June 25th, 2009 8:52 AM by Lehel Szucs
Thursday's bond market has opened up slightly despite no highly important economic data on the calendar today and a positive opening in stocks. The stock markets are showing minor gains with the Dow up 34 points and the Nasdaq up 15 points. The bond market is currently up 4/32 from yesterday's close, which should improve this morning's mortgage rates by approximately .250 of a discount point over yesterday's morning rates.
This morning's release of the final reading to the1st Quarter GDP didn't reveal any significant surprises. It showed that the economy contracted at a 5.5% annual rate during the first three months of the year. This was a small upward revision from the previous estimate of a decline of 5.7%, meaning that the economy did not shrink as much as previously thought. However, since this data is old now (second quarter initial reading comes next month), the size of the revision was not enough to influence bond trading or mortgage rates.The Labor Department gave us last week's unemployment figures, reporting that 627,000 new claims for benefits were filed. This was an increase from the previous week's revised total of 612,000 and much higher than forecasts of 600,000. But, as with today's GDP reading, this data is not considered to be of high importance to the markets or mortgage rates.

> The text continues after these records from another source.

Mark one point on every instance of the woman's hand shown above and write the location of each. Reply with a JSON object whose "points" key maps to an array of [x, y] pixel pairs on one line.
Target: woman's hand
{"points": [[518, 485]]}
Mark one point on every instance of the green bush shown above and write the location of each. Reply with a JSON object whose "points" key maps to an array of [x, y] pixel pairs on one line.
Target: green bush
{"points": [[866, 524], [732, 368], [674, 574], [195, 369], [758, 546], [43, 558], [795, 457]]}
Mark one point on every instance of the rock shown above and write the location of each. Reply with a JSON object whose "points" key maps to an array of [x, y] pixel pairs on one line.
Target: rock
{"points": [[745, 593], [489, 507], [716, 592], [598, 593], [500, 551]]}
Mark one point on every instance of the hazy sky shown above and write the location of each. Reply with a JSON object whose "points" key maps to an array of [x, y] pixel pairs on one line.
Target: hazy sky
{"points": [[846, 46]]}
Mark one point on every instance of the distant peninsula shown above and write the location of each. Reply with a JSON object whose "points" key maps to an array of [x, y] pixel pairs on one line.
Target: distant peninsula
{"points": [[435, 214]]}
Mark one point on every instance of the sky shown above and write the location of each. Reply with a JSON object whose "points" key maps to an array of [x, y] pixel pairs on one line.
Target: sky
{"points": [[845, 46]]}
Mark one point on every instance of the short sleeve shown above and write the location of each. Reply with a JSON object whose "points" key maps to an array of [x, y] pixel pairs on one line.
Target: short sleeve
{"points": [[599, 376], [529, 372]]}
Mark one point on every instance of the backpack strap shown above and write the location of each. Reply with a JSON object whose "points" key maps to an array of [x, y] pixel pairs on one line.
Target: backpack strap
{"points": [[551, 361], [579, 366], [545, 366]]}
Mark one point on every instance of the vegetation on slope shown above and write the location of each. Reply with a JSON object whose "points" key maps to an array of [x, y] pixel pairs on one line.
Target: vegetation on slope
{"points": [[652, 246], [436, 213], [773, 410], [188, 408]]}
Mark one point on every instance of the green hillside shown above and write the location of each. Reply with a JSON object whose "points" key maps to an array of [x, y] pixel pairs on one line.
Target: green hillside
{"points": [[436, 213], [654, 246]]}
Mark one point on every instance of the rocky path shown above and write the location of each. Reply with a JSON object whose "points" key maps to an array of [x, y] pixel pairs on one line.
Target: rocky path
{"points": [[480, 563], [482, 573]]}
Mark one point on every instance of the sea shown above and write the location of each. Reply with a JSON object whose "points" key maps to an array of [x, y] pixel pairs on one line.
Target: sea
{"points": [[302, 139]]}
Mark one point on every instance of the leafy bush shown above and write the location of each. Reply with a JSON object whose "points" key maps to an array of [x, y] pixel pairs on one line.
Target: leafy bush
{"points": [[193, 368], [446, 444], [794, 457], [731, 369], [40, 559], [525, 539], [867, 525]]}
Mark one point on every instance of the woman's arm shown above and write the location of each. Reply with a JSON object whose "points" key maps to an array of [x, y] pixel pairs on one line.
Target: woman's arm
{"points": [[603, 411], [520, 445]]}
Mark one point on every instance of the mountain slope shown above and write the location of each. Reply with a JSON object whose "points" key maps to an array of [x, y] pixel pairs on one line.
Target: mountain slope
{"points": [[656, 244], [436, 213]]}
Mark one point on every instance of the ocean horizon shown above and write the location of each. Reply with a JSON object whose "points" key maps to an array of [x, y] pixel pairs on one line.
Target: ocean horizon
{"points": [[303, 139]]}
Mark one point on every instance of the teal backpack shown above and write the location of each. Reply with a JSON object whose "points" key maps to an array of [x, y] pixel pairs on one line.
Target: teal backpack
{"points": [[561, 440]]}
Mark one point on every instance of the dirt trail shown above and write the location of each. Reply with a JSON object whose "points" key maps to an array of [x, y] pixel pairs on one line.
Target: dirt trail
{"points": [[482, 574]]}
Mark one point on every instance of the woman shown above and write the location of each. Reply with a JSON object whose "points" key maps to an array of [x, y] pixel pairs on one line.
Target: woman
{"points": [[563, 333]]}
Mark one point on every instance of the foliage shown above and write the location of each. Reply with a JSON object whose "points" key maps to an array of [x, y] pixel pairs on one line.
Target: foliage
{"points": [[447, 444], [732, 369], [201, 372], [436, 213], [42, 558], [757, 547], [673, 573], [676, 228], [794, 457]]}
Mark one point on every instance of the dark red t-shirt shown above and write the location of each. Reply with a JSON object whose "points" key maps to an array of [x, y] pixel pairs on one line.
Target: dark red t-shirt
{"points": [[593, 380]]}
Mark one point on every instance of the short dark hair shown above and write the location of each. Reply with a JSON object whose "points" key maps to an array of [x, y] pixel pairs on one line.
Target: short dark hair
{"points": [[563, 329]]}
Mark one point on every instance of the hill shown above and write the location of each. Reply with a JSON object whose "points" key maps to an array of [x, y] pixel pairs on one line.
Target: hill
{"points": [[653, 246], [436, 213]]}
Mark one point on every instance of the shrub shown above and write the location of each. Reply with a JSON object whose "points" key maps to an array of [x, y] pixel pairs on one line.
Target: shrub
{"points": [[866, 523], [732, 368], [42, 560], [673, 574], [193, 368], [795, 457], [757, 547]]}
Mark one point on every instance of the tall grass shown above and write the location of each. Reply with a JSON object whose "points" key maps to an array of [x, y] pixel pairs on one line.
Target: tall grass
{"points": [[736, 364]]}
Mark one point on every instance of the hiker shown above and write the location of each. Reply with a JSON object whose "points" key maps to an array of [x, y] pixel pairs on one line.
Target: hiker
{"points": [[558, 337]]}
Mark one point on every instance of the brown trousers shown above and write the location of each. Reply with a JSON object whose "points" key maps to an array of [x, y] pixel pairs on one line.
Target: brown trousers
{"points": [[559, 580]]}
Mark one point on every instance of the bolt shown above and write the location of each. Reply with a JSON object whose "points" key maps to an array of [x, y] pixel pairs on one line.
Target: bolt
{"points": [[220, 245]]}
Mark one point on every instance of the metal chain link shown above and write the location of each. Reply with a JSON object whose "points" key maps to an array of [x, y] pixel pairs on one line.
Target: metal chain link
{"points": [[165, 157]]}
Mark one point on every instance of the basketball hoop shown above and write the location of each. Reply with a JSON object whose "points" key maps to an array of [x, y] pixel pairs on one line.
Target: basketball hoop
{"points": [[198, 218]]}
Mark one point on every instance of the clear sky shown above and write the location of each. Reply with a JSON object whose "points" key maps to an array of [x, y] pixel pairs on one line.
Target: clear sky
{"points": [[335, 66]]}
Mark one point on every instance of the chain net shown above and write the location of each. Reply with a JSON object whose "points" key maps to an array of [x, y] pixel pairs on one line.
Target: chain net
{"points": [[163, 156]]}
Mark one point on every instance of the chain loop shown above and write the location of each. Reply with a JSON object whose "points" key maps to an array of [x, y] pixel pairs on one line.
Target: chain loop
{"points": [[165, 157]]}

Also worth noting is today's 7-year Treasury Note sale. Yesterday's 5-year Note sale went pretty well, but the FOMC statement took center stage during afternoon trading. If today's sale is also met with a good demand from investors, we may see bond prices rise later today and mortgage rates move lower. Results will be posted at 1:00 PM ET.
Tomorrow morning has two reports on its calendar. May's Personal Income and Outlays data will be posted early morning. This report gives us an indication of consumer ability to spend and current spending activity. Analysts are expecting to see an increase of 0.2% in income and a 0.4% rise in the spending portion of the report. Smaller than expected increases should be good news for the bond market and mortgage rates.
The second report of the day and the last relevant data of the week will come from the University of Michigan who will update their Index of Consumer Sentiment for May. An upward revision from the preliminary reading of 69.0 would be considered a negative for bonds. The earlier data is the more important of tomorrow's two releases.
If I were considering financing/refinancing a home, I would.... Lock if my closing was taking place within 7 days... Float if my closing was taking place between 8 and 20 days... Float if my closing was taking place between 21 and 60 days... Float if my closing was taking place over 60 days from now... This is only my opinion of what I would do if I were financing a home. It is only an opinion and cannot be guaranteed to be in the best interest of all/any other bo rrowers.